This is probably an age thing (on my part) more than anything else, since my first exposure to Batman in comics was Post-Crisis. I didn't finally read anything Pre-Crisis with Jason Todd until about two years ago. I read the whole Nocturna storyline. I thought it was pretty good. Nocturna made for an interesting foil, in an unconventional way. And I like the Pre-Crisis versions of Jason Todd and Bullock.
I think I'm a bit older than you are (I'm about to turn 51(!)), so I was reading the Pre-Crisis Jason Todd stuff in real time. And yeah, it's pretty obvious that when Gerry Conway created Jason, he was basically meant to be Dick Grayson in everything but name. He came from a circus aerialist family like Dick, and they were even named the Flying Todds!

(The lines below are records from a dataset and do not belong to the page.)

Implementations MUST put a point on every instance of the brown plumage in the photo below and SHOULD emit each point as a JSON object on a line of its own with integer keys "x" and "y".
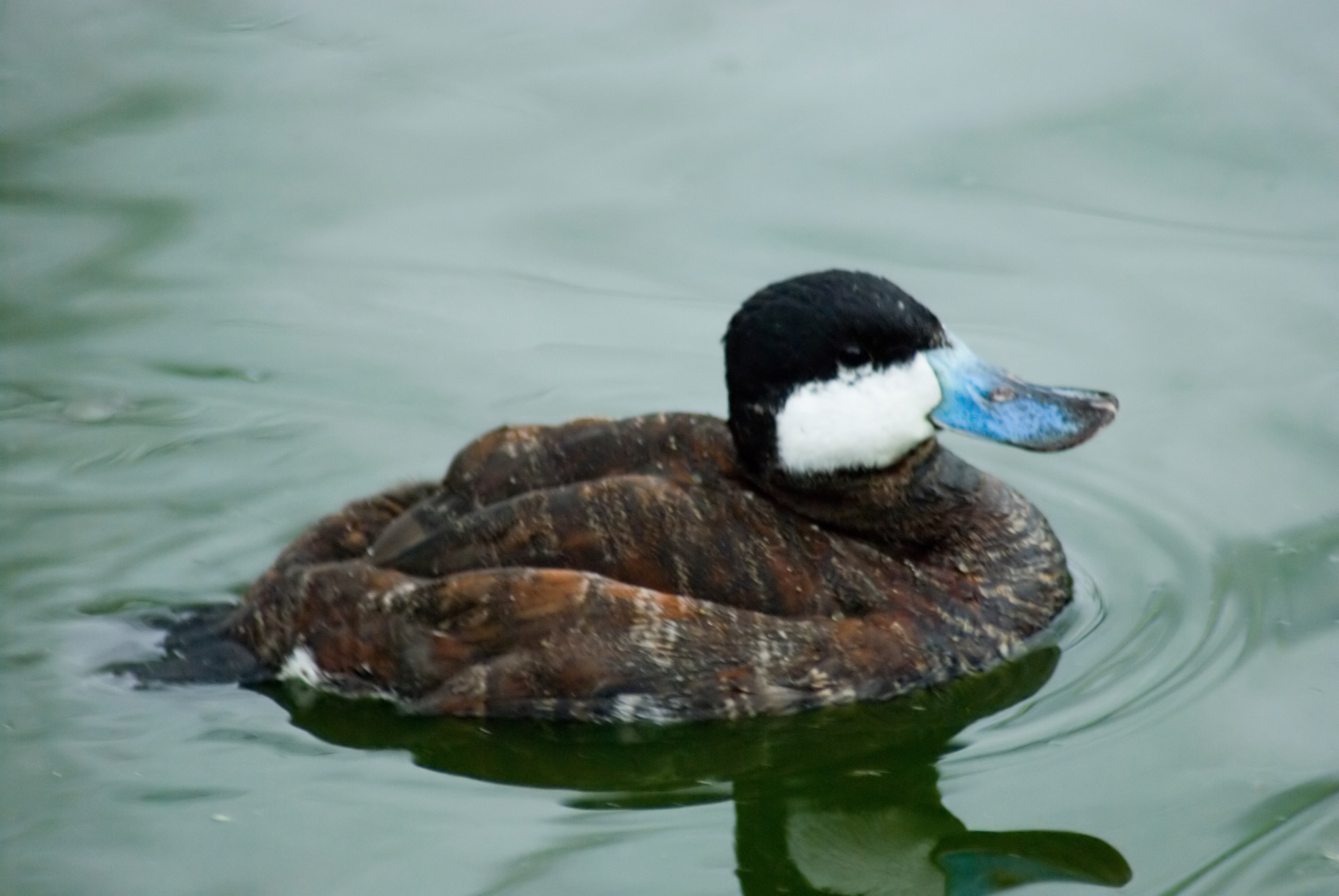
{"x": 817, "y": 549}
{"x": 617, "y": 570}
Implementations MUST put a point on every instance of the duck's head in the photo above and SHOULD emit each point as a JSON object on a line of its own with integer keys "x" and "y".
{"x": 843, "y": 371}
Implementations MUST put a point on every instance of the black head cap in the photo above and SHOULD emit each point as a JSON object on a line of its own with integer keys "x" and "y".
{"x": 803, "y": 331}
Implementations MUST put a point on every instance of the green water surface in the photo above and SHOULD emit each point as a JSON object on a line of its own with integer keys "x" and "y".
{"x": 260, "y": 257}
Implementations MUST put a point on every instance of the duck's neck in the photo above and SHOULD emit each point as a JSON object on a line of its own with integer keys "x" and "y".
{"x": 930, "y": 499}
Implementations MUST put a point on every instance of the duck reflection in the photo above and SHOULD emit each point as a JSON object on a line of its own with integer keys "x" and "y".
{"x": 834, "y": 802}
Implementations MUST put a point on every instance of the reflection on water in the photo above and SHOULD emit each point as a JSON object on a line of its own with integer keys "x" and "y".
{"x": 263, "y": 256}
{"x": 838, "y": 802}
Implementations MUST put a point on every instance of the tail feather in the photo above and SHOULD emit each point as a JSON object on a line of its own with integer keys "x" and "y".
{"x": 199, "y": 650}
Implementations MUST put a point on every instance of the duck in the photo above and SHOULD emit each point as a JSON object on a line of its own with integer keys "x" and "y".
{"x": 817, "y": 547}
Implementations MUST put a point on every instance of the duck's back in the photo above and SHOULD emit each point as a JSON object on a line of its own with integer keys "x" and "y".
{"x": 630, "y": 570}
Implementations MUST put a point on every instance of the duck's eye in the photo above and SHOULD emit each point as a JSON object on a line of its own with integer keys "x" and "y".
{"x": 854, "y": 356}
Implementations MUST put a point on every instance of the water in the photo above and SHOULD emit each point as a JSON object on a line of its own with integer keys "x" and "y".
{"x": 266, "y": 256}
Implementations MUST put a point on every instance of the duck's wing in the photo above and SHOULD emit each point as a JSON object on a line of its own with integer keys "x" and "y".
{"x": 515, "y": 460}
{"x": 560, "y": 644}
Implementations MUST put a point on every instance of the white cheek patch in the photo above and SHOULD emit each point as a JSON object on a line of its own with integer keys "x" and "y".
{"x": 864, "y": 418}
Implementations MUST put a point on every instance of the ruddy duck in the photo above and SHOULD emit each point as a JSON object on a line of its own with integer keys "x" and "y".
{"x": 820, "y": 547}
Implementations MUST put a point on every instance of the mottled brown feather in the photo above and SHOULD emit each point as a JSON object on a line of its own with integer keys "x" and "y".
{"x": 618, "y": 570}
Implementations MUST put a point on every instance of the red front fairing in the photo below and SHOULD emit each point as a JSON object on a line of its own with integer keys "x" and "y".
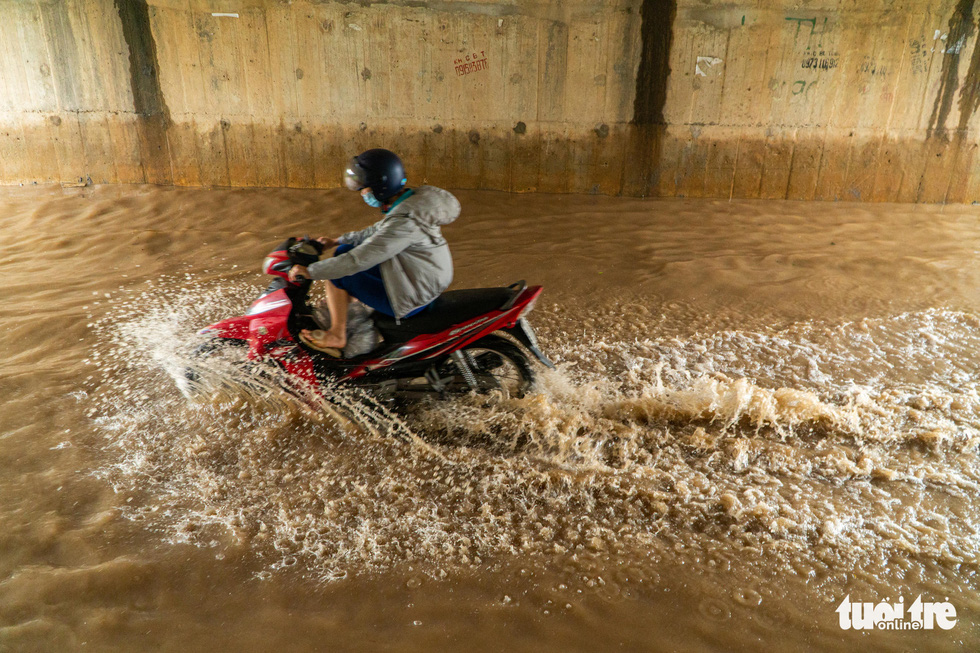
{"x": 266, "y": 329}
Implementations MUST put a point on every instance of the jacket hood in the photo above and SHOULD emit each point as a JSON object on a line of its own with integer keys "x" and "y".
{"x": 429, "y": 206}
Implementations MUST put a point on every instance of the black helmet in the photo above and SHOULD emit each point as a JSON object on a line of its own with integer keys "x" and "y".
{"x": 378, "y": 169}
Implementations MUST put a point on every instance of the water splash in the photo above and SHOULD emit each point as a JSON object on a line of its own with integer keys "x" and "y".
{"x": 808, "y": 439}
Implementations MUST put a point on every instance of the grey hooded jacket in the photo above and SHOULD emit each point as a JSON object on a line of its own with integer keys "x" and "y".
{"x": 416, "y": 265}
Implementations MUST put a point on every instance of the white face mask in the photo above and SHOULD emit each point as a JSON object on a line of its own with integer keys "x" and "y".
{"x": 371, "y": 200}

Jason basically came about because Gerry Conway wanted Dick Grayson/Robin back in the
Batman books but Marv Wolfman & George Pérez were having great success with Dick over in
The New Teen Titans, DC's top seller at the time. So ultimately DC editorial just decided to split the character in two. So Marv & George kept Dick Grayson, had him quit being Robin, and came up with a new identity for him, Nightwing. And Gerry created a new Robin for the Batman books to use. (Conway ended up leaving the Bat books just as Batman took Jason on as a new partner, though, so most of Jason's initial development fell to Doug Moench.)
Post-Crisis, they decided to give Jason a unique origin that wasn't just a duplicate of Dick Grayson's, so then Bat-writer Max Alan Collins decided to give him the same basic origin as Junior Tracy from the
Dick Tracy comic strip, a street kid adopted by the hero. And then, gradually, bit by bit, Jason became more jerky and the readers turned against him. (I feel like this was mostly because of Jim Starlin, who disliked Robin and wanted him out of the book so he could write solo Batman stories.) DC came up with
the 1-900 number stunt to finally deal with the problem the character had become, and they were very surprised when the readers actually voted to kill Jason off by a 72 vote margin (I called twice to let him live, personally). It got DC a WAVE of bad publicity too, as the general public in 1988 had no idea that Robin was no longer the fellow that Burt Ward played on TV in the 1960s. And so DC quickly began to create a new Robin that readers would like more, mostly for merchandising reasons. And they were much more successful with Tim Drake.
Nocturna was never one of my favorites, and she was basically dropped from the Bat books because longtime Batman editor Denny O'Neil disliked the character, too. (Doug Moench told me this directly when I interviewed him about 10 years back.) Bullock is awesome, though!
Anyway. Sorry for the Bat Digression, folks! I just find the Jason Todd Robin story fascinating.